毒の言葉
フレリア=イズルードは激怒していた。
まだ二十前半しか生きていないフレリアだが、これ以上己を不愉快にさせる人物など生涯いないと断言出来るほどの怒りを感じた事は始めてだろう。
フレリアをそこまで怒らせたのは目の前にゆったりとくつろいでいるユラス=アルバーナ。
他の地域からやってきたらしく、この地方で珍しい黒目黒髪のアルバーナは事あるごとに癪に障ることをしでかしてきた。
村の決まりごとを守らないのは自分自身の問題だから大目に見よう。
だが、他人を己の目的のために巻き込むとは何事か。
アルバーナは良心が痛まないのか?
フレリアはそんな激情に駆られながらアルバーナの一挙一足を睨みつけていた。
アルバーナは自分とメイリスの飲み物に加えていくつか前菜を頼み終えた後、フレリアに注目する。

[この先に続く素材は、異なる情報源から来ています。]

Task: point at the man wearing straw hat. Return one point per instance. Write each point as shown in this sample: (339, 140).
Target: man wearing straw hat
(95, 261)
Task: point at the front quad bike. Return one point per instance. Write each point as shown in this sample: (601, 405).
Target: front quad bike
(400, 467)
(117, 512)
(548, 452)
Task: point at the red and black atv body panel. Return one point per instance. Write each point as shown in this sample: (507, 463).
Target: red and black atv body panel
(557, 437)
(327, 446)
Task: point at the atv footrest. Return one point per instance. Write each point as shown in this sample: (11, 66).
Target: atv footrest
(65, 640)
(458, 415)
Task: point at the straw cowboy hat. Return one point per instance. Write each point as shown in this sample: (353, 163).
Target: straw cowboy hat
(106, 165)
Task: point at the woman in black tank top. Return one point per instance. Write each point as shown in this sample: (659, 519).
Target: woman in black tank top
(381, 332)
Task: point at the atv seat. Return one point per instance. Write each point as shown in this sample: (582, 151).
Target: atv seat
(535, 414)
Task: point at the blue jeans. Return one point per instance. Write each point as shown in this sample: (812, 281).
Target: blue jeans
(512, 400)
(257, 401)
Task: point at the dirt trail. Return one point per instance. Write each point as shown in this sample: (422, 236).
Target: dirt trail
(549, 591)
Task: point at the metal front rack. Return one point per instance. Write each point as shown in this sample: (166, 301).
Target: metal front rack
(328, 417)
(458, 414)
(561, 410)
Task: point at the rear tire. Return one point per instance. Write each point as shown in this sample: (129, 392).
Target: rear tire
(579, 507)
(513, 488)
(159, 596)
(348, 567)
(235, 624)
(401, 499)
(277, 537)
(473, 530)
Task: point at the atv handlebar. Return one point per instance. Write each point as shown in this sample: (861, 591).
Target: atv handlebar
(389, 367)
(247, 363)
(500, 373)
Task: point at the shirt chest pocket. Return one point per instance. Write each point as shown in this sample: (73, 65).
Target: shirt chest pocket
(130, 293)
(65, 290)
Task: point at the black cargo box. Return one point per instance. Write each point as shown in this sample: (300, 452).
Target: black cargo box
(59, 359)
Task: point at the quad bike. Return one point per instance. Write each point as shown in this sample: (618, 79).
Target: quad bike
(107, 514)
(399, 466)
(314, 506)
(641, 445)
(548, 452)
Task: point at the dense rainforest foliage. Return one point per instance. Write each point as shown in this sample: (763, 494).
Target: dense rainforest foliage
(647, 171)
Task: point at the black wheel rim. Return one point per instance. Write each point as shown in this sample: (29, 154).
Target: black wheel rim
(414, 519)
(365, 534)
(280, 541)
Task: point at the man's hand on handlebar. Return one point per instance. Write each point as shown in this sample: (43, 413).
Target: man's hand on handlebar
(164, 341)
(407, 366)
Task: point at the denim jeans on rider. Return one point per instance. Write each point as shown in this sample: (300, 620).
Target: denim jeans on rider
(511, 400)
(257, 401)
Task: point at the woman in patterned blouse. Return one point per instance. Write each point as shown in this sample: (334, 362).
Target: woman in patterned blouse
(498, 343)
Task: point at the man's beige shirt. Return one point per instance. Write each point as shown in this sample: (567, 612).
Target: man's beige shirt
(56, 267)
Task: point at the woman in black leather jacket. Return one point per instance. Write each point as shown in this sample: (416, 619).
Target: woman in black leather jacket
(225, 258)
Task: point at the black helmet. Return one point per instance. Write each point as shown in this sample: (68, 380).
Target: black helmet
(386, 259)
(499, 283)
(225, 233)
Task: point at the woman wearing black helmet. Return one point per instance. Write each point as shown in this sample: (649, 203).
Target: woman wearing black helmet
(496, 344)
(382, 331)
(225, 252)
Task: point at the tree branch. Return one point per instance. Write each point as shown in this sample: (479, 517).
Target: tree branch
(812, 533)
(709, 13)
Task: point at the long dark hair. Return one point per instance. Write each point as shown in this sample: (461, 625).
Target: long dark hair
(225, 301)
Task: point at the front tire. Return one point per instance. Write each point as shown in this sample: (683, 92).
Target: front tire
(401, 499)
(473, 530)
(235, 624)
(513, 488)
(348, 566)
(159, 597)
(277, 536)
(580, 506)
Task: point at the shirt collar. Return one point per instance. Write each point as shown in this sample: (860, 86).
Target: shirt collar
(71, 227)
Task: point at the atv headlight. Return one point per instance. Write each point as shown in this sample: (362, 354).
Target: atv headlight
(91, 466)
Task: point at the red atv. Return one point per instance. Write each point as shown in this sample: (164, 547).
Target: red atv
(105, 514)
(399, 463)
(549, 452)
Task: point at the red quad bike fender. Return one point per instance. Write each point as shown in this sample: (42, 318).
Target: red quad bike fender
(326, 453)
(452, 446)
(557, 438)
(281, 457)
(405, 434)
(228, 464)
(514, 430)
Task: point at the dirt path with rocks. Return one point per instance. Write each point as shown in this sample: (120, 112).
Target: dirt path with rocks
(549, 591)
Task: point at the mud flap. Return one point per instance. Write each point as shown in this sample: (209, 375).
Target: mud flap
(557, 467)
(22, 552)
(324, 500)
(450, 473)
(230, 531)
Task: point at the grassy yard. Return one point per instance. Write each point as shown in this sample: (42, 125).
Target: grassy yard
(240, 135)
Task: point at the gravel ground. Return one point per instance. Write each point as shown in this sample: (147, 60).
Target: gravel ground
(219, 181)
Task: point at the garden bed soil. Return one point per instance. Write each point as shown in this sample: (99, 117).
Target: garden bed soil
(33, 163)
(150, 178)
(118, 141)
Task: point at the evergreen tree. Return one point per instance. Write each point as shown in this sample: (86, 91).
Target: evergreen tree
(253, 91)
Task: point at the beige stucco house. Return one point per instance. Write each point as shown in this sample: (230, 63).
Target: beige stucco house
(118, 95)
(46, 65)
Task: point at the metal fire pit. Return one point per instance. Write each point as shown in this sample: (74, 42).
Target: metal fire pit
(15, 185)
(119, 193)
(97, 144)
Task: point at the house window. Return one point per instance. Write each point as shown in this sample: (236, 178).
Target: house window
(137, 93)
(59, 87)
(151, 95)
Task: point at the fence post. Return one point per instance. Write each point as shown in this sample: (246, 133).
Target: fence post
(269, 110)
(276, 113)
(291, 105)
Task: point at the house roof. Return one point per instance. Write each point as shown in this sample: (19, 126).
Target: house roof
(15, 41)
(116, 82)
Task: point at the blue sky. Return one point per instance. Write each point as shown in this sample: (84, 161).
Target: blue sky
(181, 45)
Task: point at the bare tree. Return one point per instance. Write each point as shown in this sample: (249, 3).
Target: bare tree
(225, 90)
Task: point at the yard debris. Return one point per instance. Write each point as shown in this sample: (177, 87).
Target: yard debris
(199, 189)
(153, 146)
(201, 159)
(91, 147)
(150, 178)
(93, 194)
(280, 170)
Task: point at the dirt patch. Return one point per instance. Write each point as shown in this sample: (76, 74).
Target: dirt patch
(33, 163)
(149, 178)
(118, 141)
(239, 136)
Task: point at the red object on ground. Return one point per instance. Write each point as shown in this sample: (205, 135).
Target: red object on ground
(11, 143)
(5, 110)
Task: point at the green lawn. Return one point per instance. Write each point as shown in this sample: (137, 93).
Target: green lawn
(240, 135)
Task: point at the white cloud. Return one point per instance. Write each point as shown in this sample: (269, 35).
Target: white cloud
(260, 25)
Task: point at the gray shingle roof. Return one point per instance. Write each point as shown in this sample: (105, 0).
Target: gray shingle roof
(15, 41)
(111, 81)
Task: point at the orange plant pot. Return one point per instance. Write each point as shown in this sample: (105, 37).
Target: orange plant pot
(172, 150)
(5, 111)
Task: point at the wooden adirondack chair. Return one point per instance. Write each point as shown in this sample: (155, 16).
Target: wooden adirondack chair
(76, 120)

「イズルード、聞くが三つの道があるとする。一、単刀直入の勧誘。二、比喩表現を織り交ぜた説明。そして三、俺のトークショーによる説得。の、どれが良い?」
「回りくどい話など必要ない、一だ」
フレリアとしてはアルバーナが話し終えたその瞬間に否を付き付けるつもりである。
そして呆気に取られている間にフレリアは席を立ち、この場を後にする。
そうすればアルバーナの策略に巻き込まれた団員の顔を潰すことはなくなる。
その予定だった。
予定だった、が。
「うん、話は簡単だ。俺は国を創るから手伝ってくれ」
「は?」
アルバーナの口から飛び出した突飛な話にフレリアは思わず目が点になってしまった。
「同じことを繰り返すのは好きじゃないんだけどな。まあ良い。俺はヨーゼフ爺さんが生涯をかけて生み出した教育国家を現実にしたい。そのために国の治安や軍事の総責任者をイズルードに任せるつもりだ」
「ヨーゼフとはあの偏屈なお爺さ――」
「何だと?」
ヨーゼフ翁を批判しかけたフレリアはアルバーナの眼光にによって反射的に口を閉じる。
この時フレリアは竜の尾を踏んでしまったような感覚に襲われていた。
「納得できないか。だったら二へ移ろう」
沈黙をアルバーナは迷いと受け取ったのか強制的に二の比喩表現を織り交ぜた説明へと移動する。
「フレリア、お前は今の仕事に誇りを持っているか?」
「無論だ」
アルバーナの問いに即答するフレリア。
「ラクシャイン王国やゼーシル村達を脅かす他国や盗賊から護るこの務めに誇りを感じないはずがない」
ゼーシル村を襲ってきた盗賊など氷山の一角。
ラクシャイン王国を憂いさせる存在は陰に陽に様々な形で存在している。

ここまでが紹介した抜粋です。